Bungie może stracić niezależność. Sony postawiło podobno ultimatum
Wyniki, albo...
Zaraz po zakupie Bungie w 2022 roku Sony obiecywało, że zasłużone studio otrzyma wolną rękę i kreatywną swobodę. To może wkrótce się zmienić, jeśli firma nie poprawi wyników finansowych.
Takie wieści zza kulis przekazał serwis IGN, powołując się na rozmowy z anonimowymi pracownikami. Jak wyjaśniono, zarząd studia to obecnie piątka członków: Herman Hulst (szef PlayStation Studios), Eric Lempel (starszy wiceprezes Sony), Jason Jones (współzałożyciel Bungie), Luis Villegas (dyrektor finansowy) oraz Pete Parsons (dyrektor generalny). Co kluczowe, decydujące słowo ma zawsze ten ostatni.
Brzmi dobrze, lecz Sony zagroziło podobno, że zweryfikuje taką strukturę i przejmie całkowitą kontrolę, jeśli deweloperzy nie poprawią wyników finansowych. Jak informował w październiku serwis Bloomberg, te były w 2023 roku rzekomo aż o 45 procent niższe od oczekiwań, głównie ze względu na słabszą sprzedaż rozszerzenia Lightfall dla Destiny 2.
Teraz liczba graczy w sieciowej strzelance osiąga historycznie niskie poziomy (przynamniej na Steamie), a najnowszy sezon nie poprawił sytuacji w większym stopniu.
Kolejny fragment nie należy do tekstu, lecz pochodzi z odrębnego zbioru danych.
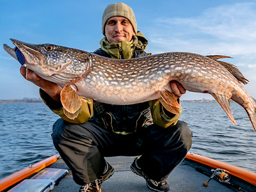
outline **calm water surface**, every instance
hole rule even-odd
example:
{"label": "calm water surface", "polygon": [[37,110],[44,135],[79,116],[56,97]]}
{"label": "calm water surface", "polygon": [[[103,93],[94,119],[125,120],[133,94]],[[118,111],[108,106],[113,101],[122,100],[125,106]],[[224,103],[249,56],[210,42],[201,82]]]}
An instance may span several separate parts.
{"label": "calm water surface", "polygon": [[[231,108],[237,125],[217,103],[182,103],[191,151],[256,173],[256,132],[242,107]],[[0,179],[57,153],[51,134],[58,116],[44,104],[0,104]]]}

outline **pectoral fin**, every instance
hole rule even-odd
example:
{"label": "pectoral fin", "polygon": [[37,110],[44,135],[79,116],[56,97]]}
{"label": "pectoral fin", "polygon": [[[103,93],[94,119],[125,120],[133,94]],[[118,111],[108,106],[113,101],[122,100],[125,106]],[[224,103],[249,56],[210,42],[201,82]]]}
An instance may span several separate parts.
{"label": "pectoral fin", "polygon": [[82,100],[70,85],[66,85],[61,90],[61,102],[64,114],[70,119],[74,119],[82,110]]}
{"label": "pectoral fin", "polygon": [[159,101],[167,111],[175,115],[180,113],[179,109],[180,108],[180,105],[177,101],[173,93],[169,92],[168,90],[158,91],[158,93],[161,95]]}
{"label": "pectoral fin", "polygon": [[231,122],[236,125],[236,122],[234,118],[233,114],[232,113],[230,108],[230,98],[227,97],[227,96],[219,94],[212,93],[211,95],[220,104],[221,108],[224,109],[225,112],[226,112]]}

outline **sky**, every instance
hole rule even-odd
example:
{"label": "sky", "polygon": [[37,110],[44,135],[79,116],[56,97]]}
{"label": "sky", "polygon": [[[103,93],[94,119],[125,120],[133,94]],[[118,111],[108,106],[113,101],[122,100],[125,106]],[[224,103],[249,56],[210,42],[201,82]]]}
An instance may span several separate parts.
{"label": "sky", "polygon": [[[113,1],[0,0],[0,44],[10,38],[93,51],[100,47],[102,15]],[[256,98],[256,1],[123,1],[135,14],[146,51],[221,54],[240,70]],[[20,64],[0,47],[0,100],[39,98],[38,88],[20,74]],[[187,92],[183,100],[213,99]]]}

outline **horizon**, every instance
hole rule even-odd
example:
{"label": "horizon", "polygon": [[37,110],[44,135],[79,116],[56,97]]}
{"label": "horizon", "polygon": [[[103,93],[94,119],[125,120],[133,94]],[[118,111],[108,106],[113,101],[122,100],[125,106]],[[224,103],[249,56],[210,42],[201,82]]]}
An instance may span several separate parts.
{"label": "horizon", "polygon": [[[103,38],[101,17],[113,1],[0,1],[0,42],[10,38],[93,51]],[[244,86],[256,97],[256,2],[253,1],[122,1],[134,10],[138,29],[148,40],[146,52],[221,54],[243,74]],[[13,4],[15,4],[13,6]],[[40,97],[39,88],[19,72],[19,63],[0,49],[0,100]],[[214,100],[187,92],[181,100]]]}

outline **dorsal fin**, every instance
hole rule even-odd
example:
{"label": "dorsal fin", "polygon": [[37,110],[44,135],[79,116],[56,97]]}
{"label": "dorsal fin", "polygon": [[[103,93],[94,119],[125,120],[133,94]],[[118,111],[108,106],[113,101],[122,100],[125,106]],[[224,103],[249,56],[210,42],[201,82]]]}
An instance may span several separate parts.
{"label": "dorsal fin", "polygon": [[231,63],[218,60],[218,59],[221,58],[232,58],[231,57],[221,55],[209,55],[207,56],[207,57],[216,61],[218,63],[226,68],[241,83],[245,84],[247,84],[249,81],[244,77],[243,74],[235,65]]}

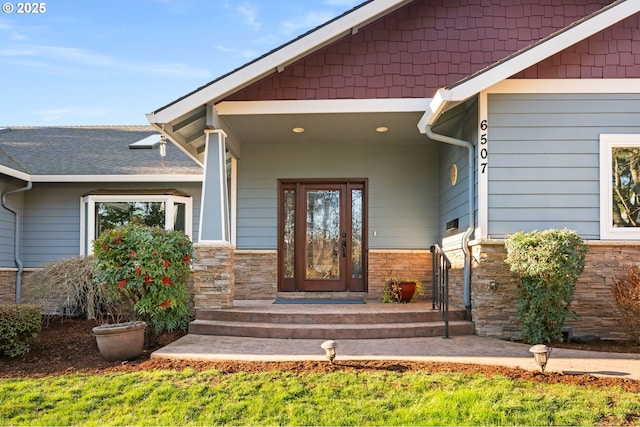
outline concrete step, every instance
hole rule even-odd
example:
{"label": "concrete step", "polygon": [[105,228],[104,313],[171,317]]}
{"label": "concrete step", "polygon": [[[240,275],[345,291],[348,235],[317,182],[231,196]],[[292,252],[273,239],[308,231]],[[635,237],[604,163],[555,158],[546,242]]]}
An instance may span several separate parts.
{"label": "concrete step", "polygon": [[[271,324],[323,324],[351,325],[355,323],[415,323],[438,322],[442,316],[437,310],[407,309],[406,311],[368,311],[349,306],[350,309],[327,307],[324,311],[314,312],[304,310],[275,311],[266,309],[246,310],[243,308],[229,308],[220,310],[199,310],[198,320],[218,320],[227,322],[271,323]],[[449,321],[465,320],[465,311],[453,309],[449,311]]]}
{"label": "concrete step", "polygon": [[[195,320],[189,333],[281,339],[382,339],[444,336],[444,322],[379,324],[273,324]],[[449,335],[473,335],[473,322],[449,321]]]}
{"label": "concrete step", "polygon": [[[464,309],[449,312],[449,335],[473,335]],[[410,304],[278,304],[239,301],[203,310],[190,334],[285,339],[381,339],[444,336],[444,322],[426,302]]]}

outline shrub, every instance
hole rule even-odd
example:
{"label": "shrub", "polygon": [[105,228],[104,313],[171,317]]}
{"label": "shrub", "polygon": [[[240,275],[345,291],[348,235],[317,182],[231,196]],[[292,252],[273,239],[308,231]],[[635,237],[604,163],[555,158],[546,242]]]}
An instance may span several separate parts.
{"label": "shrub", "polygon": [[45,319],[59,315],[117,318],[122,303],[93,283],[94,263],[93,257],[67,258],[29,277],[30,300],[42,305]]}
{"label": "shrub", "polygon": [[186,330],[193,246],[184,233],[129,224],[105,231],[93,250],[94,282],[128,302],[131,320],[147,322],[147,347],[164,332]]}
{"label": "shrub", "polygon": [[640,345],[640,267],[628,267],[615,278],[613,295],[622,311],[620,323]]}
{"label": "shrub", "polygon": [[582,238],[569,230],[518,232],[505,242],[511,272],[518,279],[518,318],[522,338],[530,344],[562,342],[575,284],[588,252]]}
{"label": "shrub", "polygon": [[41,329],[39,306],[0,306],[0,354],[16,357],[29,353],[31,340]]}

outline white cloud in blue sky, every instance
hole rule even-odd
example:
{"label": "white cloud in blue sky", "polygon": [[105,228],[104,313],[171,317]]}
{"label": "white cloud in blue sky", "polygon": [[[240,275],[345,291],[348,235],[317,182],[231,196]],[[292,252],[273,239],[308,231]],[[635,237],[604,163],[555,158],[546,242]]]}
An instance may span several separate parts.
{"label": "white cloud in blue sky", "polygon": [[44,14],[0,14],[0,126],[145,124],[358,3],[52,0]]}

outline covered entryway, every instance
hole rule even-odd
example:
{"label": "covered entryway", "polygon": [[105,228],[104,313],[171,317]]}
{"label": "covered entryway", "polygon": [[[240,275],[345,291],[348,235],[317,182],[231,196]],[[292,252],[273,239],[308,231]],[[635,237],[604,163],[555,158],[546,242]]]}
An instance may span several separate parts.
{"label": "covered entryway", "polygon": [[366,180],[280,180],[279,200],[279,291],[366,291]]}

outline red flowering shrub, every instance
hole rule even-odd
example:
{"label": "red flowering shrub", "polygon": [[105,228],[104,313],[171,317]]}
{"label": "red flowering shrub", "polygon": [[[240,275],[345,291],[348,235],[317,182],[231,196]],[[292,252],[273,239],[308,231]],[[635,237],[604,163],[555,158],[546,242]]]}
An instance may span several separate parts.
{"label": "red flowering shrub", "polygon": [[94,282],[120,295],[133,319],[147,322],[145,344],[164,332],[186,330],[193,246],[179,231],[129,224],[93,243]]}

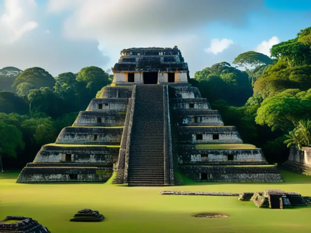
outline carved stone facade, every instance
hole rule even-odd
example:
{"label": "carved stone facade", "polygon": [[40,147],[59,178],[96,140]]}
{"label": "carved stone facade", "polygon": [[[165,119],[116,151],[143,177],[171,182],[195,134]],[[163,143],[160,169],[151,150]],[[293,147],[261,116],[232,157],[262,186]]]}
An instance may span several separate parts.
{"label": "carved stone facade", "polygon": [[283,181],[261,149],[244,144],[188,83],[177,47],[121,55],[113,84],[42,146],[18,182],[103,182],[114,172],[115,184],[172,185],[179,171],[197,181]]}
{"label": "carved stone facade", "polygon": [[177,46],[132,48],[122,50],[121,55],[111,69],[113,83],[188,83],[188,65]]}

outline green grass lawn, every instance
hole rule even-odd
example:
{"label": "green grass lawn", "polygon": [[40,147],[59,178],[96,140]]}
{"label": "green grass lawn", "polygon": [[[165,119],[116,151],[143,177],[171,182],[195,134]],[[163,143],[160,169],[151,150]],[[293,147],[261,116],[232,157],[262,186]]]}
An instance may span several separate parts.
{"label": "green grass lawn", "polygon": [[[18,173],[0,174],[0,219],[8,215],[30,217],[60,232],[307,232],[311,229],[311,205],[275,210],[260,209],[237,197],[160,195],[176,190],[241,193],[281,189],[311,196],[311,177],[282,171],[281,183],[197,183],[182,176],[186,185],[128,187],[100,184],[16,184]],[[100,222],[69,219],[84,208],[97,210]],[[226,218],[192,215],[217,213]]]}

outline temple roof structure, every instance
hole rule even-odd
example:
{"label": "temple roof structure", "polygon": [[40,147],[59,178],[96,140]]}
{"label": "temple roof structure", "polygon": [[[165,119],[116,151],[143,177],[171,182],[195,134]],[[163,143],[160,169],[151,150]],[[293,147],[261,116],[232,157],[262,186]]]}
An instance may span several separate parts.
{"label": "temple roof structure", "polygon": [[177,46],[171,48],[152,47],[131,48],[121,51],[118,62],[111,68],[113,71],[188,71]]}

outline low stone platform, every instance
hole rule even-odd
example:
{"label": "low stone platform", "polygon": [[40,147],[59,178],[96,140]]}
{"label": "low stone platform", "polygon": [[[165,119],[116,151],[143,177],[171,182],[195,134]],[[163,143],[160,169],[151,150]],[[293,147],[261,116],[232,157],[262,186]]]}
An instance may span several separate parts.
{"label": "low stone platform", "polygon": [[[241,200],[249,200],[251,193],[242,194],[242,196],[245,199]],[[306,206],[307,203],[301,195],[294,192],[284,192],[282,190],[266,190],[263,192],[256,192],[250,200],[257,206],[260,208],[270,208],[272,209],[283,209],[292,208],[298,206]]]}
{"label": "low stone platform", "polygon": [[194,195],[198,196],[237,196],[238,193],[215,192],[186,192],[184,191],[160,191],[160,195]]}
{"label": "low stone platform", "polygon": [[104,182],[113,173],[112,164],[47,163],[27,164],[19,175],[16,183]]}
{"label": "low stone platform", "polygon": [[273,165],[179,165],[180,172],[196,182],[283,182]]}
{"label": "low stone platform", "polygon": [[104,219],[104,215],[101,214],[97,210],[92,210],[90,209],[84,209],[78,212],[70,219],[73,222],[100,222]]}
{"label": "low stone platform", "polygon": [[8,216],[0,221],[0,232],[3,233],[51,233],[47,228],[31,218]]}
Wydaje się więc, że niezależność Bungie stanęła pod sporym znakiem zapytania.
Jak wyjaśnia IGN, morale wewnątrz firmy jest podobno bardzo niskie, w czym z pewnością nie pomogło zwolnienie stu pracowników w październiku, choć na takie posunięcie zdecydował się sam Persons, bez nacisków ze strony japońskiej korporacji.
Inne cięcia kosztów to rzekomo wstrzymanie rekrutacji i brak świątecznych premii, a kolejnym problemem jest fakt, że część zarządu ma wykazywać „zaskakującą obojętność, a nawet jawne lekceważenie lub wrogość” wobec zaistniałej sytuacji.
Obecnie nadzieje Bungie powiązane są z rozszerzeniem The Final Shape dla Destiny 2, opóźnionym niedawno na czerwiec przyszłego roku. Jest też strzelanka Marathon, ale to raczej pieśń przyszłości - a także przedstawiciel gatunku extraction shooter, w którym bardzo trudno o sukces. Jeśli projekty nie wypalą i studio nie zacznie zarabiać, może dojść do kolejnych zwolnień - i zmian w zarządzie.